Merlin’in mevcut yetenekleri bu dengeyi bozmaya yetiyordu ama yine de durumu tersine çeviremedi. Farron ve Doomsday’in bile ona saygı duyması için güçlenmesi gerekiyordu.
Belki bir başkasının böyle düşüncelere sahip olması tamamen saçmalık olurdu ama Merlin bir zamanlar Hiçlik Bölgesi’ndeki en yenilmez varlıktı. Sonunda Void Zone’un iradesi bile onu öldüremedi. Merlin gibi büyük bir varlık neden Farron’u ve Kıyamet Günü’nü geçememekten endişe duysun ki?
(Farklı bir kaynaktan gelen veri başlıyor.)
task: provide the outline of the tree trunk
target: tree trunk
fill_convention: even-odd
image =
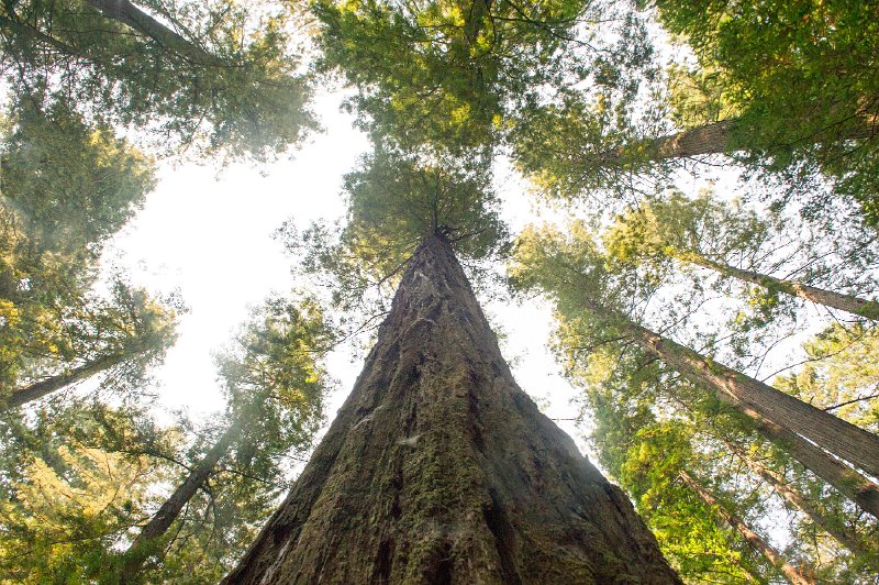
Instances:
[[[193,44],[188,38],[180,36],[129,0],[86,1],[108,19],[113,19],[134,29],[138,33],[148,36],[160,46],[180,55],[196,65],[222,65],[221,59]]]
[[[109,369],[114,365],[121,364],[130,356],[126,354],[113,354],[113,355],[104,355],[98,357],[97,360],[91,360],[90,362],[86,362],[79,367],[71,369],[67,374],[60,374],[57,376],[48,377],[44,380],[31,384],[24,388],[20,388],[13,390],[13,393],[7,398],[5,406],[3,409],[9,408],[16,408],[22,405],[25,405],[30,401],[36,400],[38,398],[43,398],[46,395],[49,395],[56,390],[70,386],[71,384],[76,384],[77,382],[81,382],[86,378],[93,376],[104,369]]]
[[[450,244],[415,251],[354,390],[225,583],[680,583],[515,384]]]
[[[597,166],[620,166],[623,163],[634,161],[655,162],[704,154],[728,154],[735,150],[731,139],[737,122],[738,120],[736,119],[713,122],[675,134],[637,142],[633,145],[621,146],[589,158]],[[843,136],[812,137],[810,142],[834,142],[837,140],[871,139],[875,136],[876,122],[870,117],[865,115],[860,124],[848,129]]]
[[[741,518],[724,508],[699,482],[693,479],[687,472],[680,472],[680,477],[683,482],[696,492],[699,497],[714,510],[714,512],[726,521],[730,526],[748,541],[754,550],[763,554],[772,566],[780,570],[785,576],[793,585],[810,585],[812,581],[805,578],[795,566],[787,562],[781,554],[775,550],[768,542],[766,542],[759,534],[754,532],[748,526],[742,521]]]
[[[144,562],[152,554],[151,544],[162,538],[174,521],[180,516],[180,510],[192,499],[192,496],[204,485],[208,477],[213,473],[216,463],[229,452],[229,449],[238,440],[241,424],[233,422],[220,439],[214,443],[210,451],[189,472],[186,481],[180,484],[174,494],[165,500],[165,504],[153,516],[149,522],[141,530],[134,542],[131,543],[125,552],[125,560],[122,565],[120,583],[136,583],[137,574],[141,572]]]
[[[692,408],[679,396],[672,394],[671,398],[683,405],[685,408]],[[732,402],[731,400],[724,400],[723,396],[717,396],[717,398],[727,404]],[[733,406],[737,407],[735,404]],[[822,451],[785,427],[769,422],[753,413],[744,413],[750,418],[763,437],[776,443],[803,467],[835,487],[863,510],[879,518],[879,486],[826,451]]]
[[[748,468],[759,475],[772,489],[791,506],[803,512],[815,526],[824,530],[827,534],[836,539],[836,541],[864,559],[870,559],[865,548],[858,542],[854,534],[848,533],[842,527],[836,526],[831,519],[826,518],[817,508],[812,506],[797,489],[790,486],[783,476],[776,473],[774,470],[755,461],[747,453],[744,453],[736,445],[724,441],[724,444],[731,452],[735,453],[738,459],[745,462]],[[879,569],[879,567],[877,567]]]
[[[838,489],[863,510],[879,518],[879,486],[785,427],[759,419],[755,419],[755,422],[760,434],[777,443],[803,467]]]
[[[625,331],[647,353],[688,379],[713,389],[755,420],[801,434],[819,446],[879,477],[879,437],[763,382],[719,364],[626,320]]]
[[[839,309],[841,311],[856,314],[858,317],[867,317],[874,321],[879,320],[879,302],[872,300],[853,297],[852,295],[841,295],[839,292],[824,290],[822,288],[803,285],[792,280],[782,280],[781,278],[776,278],[775,276],[768,276],[753,271],[743,271],[742,268],[735,268],[727,264],[710,261],[700,254],[691,252],[685,253],[680,257],[686,262],[698,264],[699,266],[719,272],[725,276],[732,276],[733,278],[738,278],[739,280],[764,286],[770,290],[778,289],[787,295],[811,300],[812,302],[824,305],[825,307]]]

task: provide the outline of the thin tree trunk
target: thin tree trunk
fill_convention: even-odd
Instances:
[[[692,408],[679,396],[672,394],[671,397],[685,408]],[[731,400],[724,400],[723,396],[719,396],[719,398],[722,401],[731,404]],[[733,404],[733,406],[737,405]],[[822,451],[814,444],[804,440],[799,434],[789,431],[780,424],[761,419],[759,416],[755,417],[752,413],[745,415],[750,418],[757,431],[763,437],[776,443],[803,467],[827,482],[828,485],[835,487],[841,494],[857,504],[863,510],[879,518],[879,486],[826,451]]]
[[[7,398],[5,405],[2,408],[9,409],[26,405],[27,402],[43,398],[44,396],[56,390],[60,390],[62,388],[66,388],[71,384],[76,384],[77,382],[89,378],[94,374],[109,369],[114,365],[121,364],[129,357],[130,355],[122,353],[104,355],[98,357],[97,360],[86,362],[81,366],[71,369],[67,374],[52,376],[44,380],[31,384],[24,388],[13,390],[9,398]]]
[[[704,268],[719,272],[725,276],[732,276],[733,278],[738,278],[739,280],[754,283],[755,285],[760,285],[768,289],[778,289],[787,295],[811,300],[812,302],[824,305],[825,307],[831,307],[833,309],[839,309],[841,311],[852,314],[867,317],[868,319],[872,319],[875,321],[879,320],[879,302],[872,300],[853,297],[852,295],[842,295],[839,292],[824,290],[823,288],[816,288],[801,283],[795,283],[793,280],[783,280],[781,278],[776,278],[775,276],[769,276],[753,271],[743,271],[742,268],[735,268],[727,264],[713,262],[700,254],[692,252],[681,254],[680,258],[686,262],[698,264]]]
[[[838,489],[863,510],[879,518],[879,486],[872,481],[785,427],[766,420],[754,420],[760,434],[777,443],[806,470]]]
[[[772,566],[779,569],[789,582],[793,585],[810,585],[813,583],[811,580],[805,578],[795,566],[787,562],[775,548],[754,532],[741,518],[724,508],[711,493],[699,482],[693,479],[687,472],[680,472],[680,477],[717,516],[735,528],[735,530],[748,541],[748,544],[750,544],[754,550],[763,554]]]
[[[761,463],[752,459],[747,453],[744,453],[738,446],[724,441],[724,444],[731,452],[735,453],[738,459],[745,462],[750,471],[759,475],[767,484],[769,484],[775,492],[785,498],[791,506],[803,512],[812,522],[824,530],[827,534],[836,539],[836,541],[864,559],[869,559],[870,555],[866,549],[858,542],[854,534],[836,526],[832,520],[826,518],[817,508],[812,506],[797,489],[779,475],[774,470],[763,465]],[[879,569],[879,567],[877,567]]]
[[[634,145],[621,146],[613,151],[591,155],[588,158],[597,166],[620,166],[632,161],[656,162],[705,154],[728,154],[735,150],[732,137],[737,122],[736,119],[712,122],[675,134],[645,140]],[[870,117],[864,117],[863,122],[848,129],[844,136],[817,137],[810,142],[870,139],[876,135],[876,122]]]
[[[164,25],[129,0],[86,0],[101,14],[119,21],[141,34],[148,36],[165,48],[198,65],[222,65],[222,60],[211,55],[188,38]]]
[[[162,538],[174,521],[180,516],[180,511],[192,499],[192,496],[204,485],[204,482],[213,473],[213,468],[218,462],[229,452],[230,448],[238,440],[241,433],[241,423],[233,422],[220,435],[220,439],[214,443],[204,457],[198,465],[189,472],[189,475],[180,484],[174,494],[170,495],[165,504],[153,516],[149,522],[144,526],[134,542],[131,543],[129,550],[125,552],[125,561],[122,566],[120,575],[121,583],[136,583],[137,575],[143,567],[144,562],[153,552],[151,544]]]
[[[442,236],[225,583],[680,583],[628,499],[515,384]]]
[[[619,316],[622,318],[622,316]],[[879,477],[879,435],[626,320],[628,336],[687,378],[713,389],[756,420],[801,434],[831,453]]]

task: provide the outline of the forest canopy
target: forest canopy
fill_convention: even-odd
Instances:
[[[549,349],[532,368],[560,372],[580,448],[681,580],[870,583],[877,38],[879,4],[827,0],[3,1],[0,581],[243,566],[334,416],[340,355],[360,357],[442,242],[504,352]],[[291,286],[202,347],[213,413],[167,408],[196,394],[163,364],[186,362],[202,309],[119,242],[175,174],[270,176],[340,124],[366,152],[324,177],[332,195],[285,175],[286,221],[270,183],[236,195],[271,216]],[[191,245],[227,288],[246,279]],[[518,322],[535,307],[549,339]],[[513,533],[499,497],[486,522]]]

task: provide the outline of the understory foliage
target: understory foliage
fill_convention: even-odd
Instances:
[[[553,307],[598,463],[686,582],[879,573],[870,462],[805,437],[879,433],[877,3],[0,4],[0,581],[221,578],[312,446],[324,354],[432,235]],[[341,85],[371,141],[346,214],[278,232],[311,289],[218,352],[222,412],[160,412],[185,299],[108,242],[157,161],[283,155]],[[556,221],[513,233],[528,197]]]

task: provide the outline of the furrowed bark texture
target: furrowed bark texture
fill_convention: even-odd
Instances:
[[[702,501],[708,504],[717,516],[723,518],[727,525],[733,527],[739,534],[742,534],[742,538],[744,538],[748,544],[754,548],[754,550],[763,554],[774,566],[778,567],[778,570],[781,571],[781,573],[790,583],[793,585],[810,585],[813,583],[812,581],[805,578],[795,566],[787,562],[785,558],[781,556],[781,553],[779,553],[759,534],[752,530],[750,527],[742,521],[741,518],[724,508],[723,505],[721,505],[721,503],[719,503],[717,499],[699,482],[693,479],[690,474],[687,472],[681,472],[680,476],[683,482],[699,495]]]
[[[415,252],[354,390],[225,583],[680,583],[516,386],[447,241]]]

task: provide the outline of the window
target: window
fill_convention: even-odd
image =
Merlin efsanevi kutsal canavarlarla da pek ilgilenmiyordu.
Gizli odada Merlin elini çevirdi. Avucunun içinde Kraliyet Prensesi’nin düğün gününde ona verdiği tuhaf taş vardı. O zamanlar Merlin onu yakından incelememişti.
Taş Merlin’in dokunuşuna soğuk geliyordu. Ne olursa olsun asıl mesele bu değildi. Daha da önemlisi, Merlin’in Farkındalığı hızla taşa doğru yayıldı. İçinde çok büyük bir altuzay vardı.
“Kükreme…
Bu taşa girer girmez Merlin, sayısız kudretli canavarın homurtularını hemen hissetti. Bu, taşın çok sayıda kudretli canavarın iradesini içerdiği anlamına geliyordu.
“Orada çok sayıda yüce canavarın iradesi vardır. Bu kadar çoğunu mühürleyip bastırmayı kim başardı?”
Merlin hayrete düşmüştü. Daha önce Merlin en azından Alçaklık Boncuğu’nun kökenlerini biliyordu. Öte yandan bu taş konusunda tamamen karanlıktaydı. Büyük olasılıkla, bu taşı elde eden Kraliyet Prensesi bile onun kesin kökenini bilmiyordu.
Bununla birlikte, Kraliyet Prensesi muhtemelen taşın yüce canavarların vasiyetiyle ilgili olduğunu biliyordu. Aksi halde onu Merlin’e düğün hediyesi olarak hediye etmezdi.
Merlin derin bir nefes aldı ve Merlin’in yeteneklerinin bir an önce geliştirilmesi için elinden geleni yaptı. Sonra taştaki yüce canavarların iradesini inceledi. Çok sayıda yüce canavarın iradesi vardı – Alçaklık Boncuğu kadar olmasa da, yine de hatırı sayılır bir sayıydı.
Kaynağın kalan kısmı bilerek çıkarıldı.